Steroid Hormone Signaling Is Essential to Regulate Innate Immune Cells and Fight Bacterial Infection in Drosophila

Coupling immunity and development is essential to ensure survival despite changing internal conditions in the organism. Drosophila metamorphosis represents a striking example of drastic and systemic physiological changes that need to be integrated with the innate immune system. However, nothing is known about the mechanisms that coordinate development and immune cell activity in the transition from larva to adult. Here, we reveal that regulation of macrophage-like cells (hemocytes) by the steroid hormone ecdysone is essential for an effective innate immune response over metamorphosis. Although it is generally accepted that steroid hormones impact immunity in mammals, their action on monocytes (e.g. macrophages and neutrophils) is still not well understood. Here in a simpler model system, we used an approach that allows in vivo, cell autonomous analysis of hormonal regulation of innate immune cells, by combining genetic manipulation with flow cytometry, high-resolution time-lapse imaging and tissue-specific transcriptomic analysis. We show that in response to ecdysone, hemocytes rapidly upregulate actin dynamics, motility and phagocytosis of apoptotic corpses, and acquire the ability to chemotax to damaged epithelia. Most importantly, individuals lacking ecdysone-activated hemocytes are defective in bacterial phagocytosis and are fatally susceptible to infection by bacteria ingested at larval stages, despite the normal systemic and local production of antimicrobial peptides. This decrease in survival is comparable to the one observed in pupae lacking immune cells altogether, indicating that ecdysone-regulation is essential for hemocyte immune functions and survival after infection. Microarray analysis of hemocytes revealed a large set of genes regulated at metamorphosis by EcR signaling, among which many are known to function in cell motility, cell shape or phagocytosis. This study demonstrates an important role for steroid hormone regulation of immunity in vivo in Drosophila, and paves the way for genetic dissection of the mechanisms at work behind steroid regulation of innate immune cells.
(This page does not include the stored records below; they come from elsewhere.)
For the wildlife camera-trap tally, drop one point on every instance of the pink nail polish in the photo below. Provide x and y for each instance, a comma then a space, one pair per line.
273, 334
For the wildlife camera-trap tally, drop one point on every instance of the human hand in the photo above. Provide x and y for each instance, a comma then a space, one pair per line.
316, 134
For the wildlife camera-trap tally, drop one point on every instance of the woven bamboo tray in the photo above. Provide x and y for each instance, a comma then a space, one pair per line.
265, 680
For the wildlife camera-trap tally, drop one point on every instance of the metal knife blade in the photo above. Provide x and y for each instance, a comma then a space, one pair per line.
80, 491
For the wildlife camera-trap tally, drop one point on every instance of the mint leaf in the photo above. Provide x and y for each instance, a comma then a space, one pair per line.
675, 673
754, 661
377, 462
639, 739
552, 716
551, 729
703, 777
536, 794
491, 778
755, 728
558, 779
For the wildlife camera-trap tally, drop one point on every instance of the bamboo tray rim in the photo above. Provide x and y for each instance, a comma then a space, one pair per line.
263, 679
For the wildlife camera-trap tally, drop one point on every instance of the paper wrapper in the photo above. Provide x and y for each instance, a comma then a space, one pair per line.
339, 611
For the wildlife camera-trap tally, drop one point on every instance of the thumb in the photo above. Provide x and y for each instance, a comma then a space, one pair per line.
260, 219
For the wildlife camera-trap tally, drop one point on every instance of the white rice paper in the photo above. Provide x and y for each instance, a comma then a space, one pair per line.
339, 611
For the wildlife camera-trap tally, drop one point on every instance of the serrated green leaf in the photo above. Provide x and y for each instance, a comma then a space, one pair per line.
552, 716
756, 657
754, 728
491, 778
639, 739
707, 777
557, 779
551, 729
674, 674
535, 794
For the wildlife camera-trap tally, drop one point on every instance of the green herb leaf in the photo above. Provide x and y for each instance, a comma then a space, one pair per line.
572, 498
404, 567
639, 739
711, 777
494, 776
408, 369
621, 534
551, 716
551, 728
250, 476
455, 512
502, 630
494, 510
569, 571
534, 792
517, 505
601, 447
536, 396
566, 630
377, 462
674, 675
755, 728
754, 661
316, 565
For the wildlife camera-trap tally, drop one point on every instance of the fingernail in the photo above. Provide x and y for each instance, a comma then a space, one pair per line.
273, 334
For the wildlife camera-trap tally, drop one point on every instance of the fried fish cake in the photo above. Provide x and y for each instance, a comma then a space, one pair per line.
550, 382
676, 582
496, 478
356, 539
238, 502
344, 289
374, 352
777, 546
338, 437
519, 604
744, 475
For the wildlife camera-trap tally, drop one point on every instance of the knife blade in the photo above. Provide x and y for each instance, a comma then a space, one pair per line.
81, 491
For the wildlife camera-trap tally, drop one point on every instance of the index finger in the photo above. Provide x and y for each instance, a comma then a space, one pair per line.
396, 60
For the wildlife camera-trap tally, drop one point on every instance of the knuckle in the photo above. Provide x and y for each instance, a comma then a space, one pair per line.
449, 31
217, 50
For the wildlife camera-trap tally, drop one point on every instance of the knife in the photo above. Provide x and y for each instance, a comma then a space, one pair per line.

Hormones orchestrate physiological processes such as metabolism, immunity and development, and allow the body to respond systemically to external stresses and resources. Steroid hormones, such as sex hormones and corticosteroids, affect the function of the immune system, but how they do so is not well understood. The fruit fly Drosophila relies on the innate immune system to protect itself from infection by microbes. The high level of functional conservation of Drosophila immune cells, or hemocytes, with mammalian monocytes, and the powerful genetic tools makes the fly a useful model to uncover new aspects of innate immunity. Here, we have analyzed the regulation of hemocytes by the steroid hormone ecdysone at the moment when the juvenile larval form begins the process of metamorphosis, the drastic change of body plan that gives rise to an adult fly. We reveal that ecdysone rapidly activates hemocytes, increasing their ability to move, respond to wounds and engulf dead cells or invading bacteria. Hemocytes rendered insensitive to the hormone are not activated and as a result, the fly becomes susceptible to bacterial infections, compromising its survival. This study contributes to our understanding of steroid regulation of monocyte function, which has broad implications for human immunity.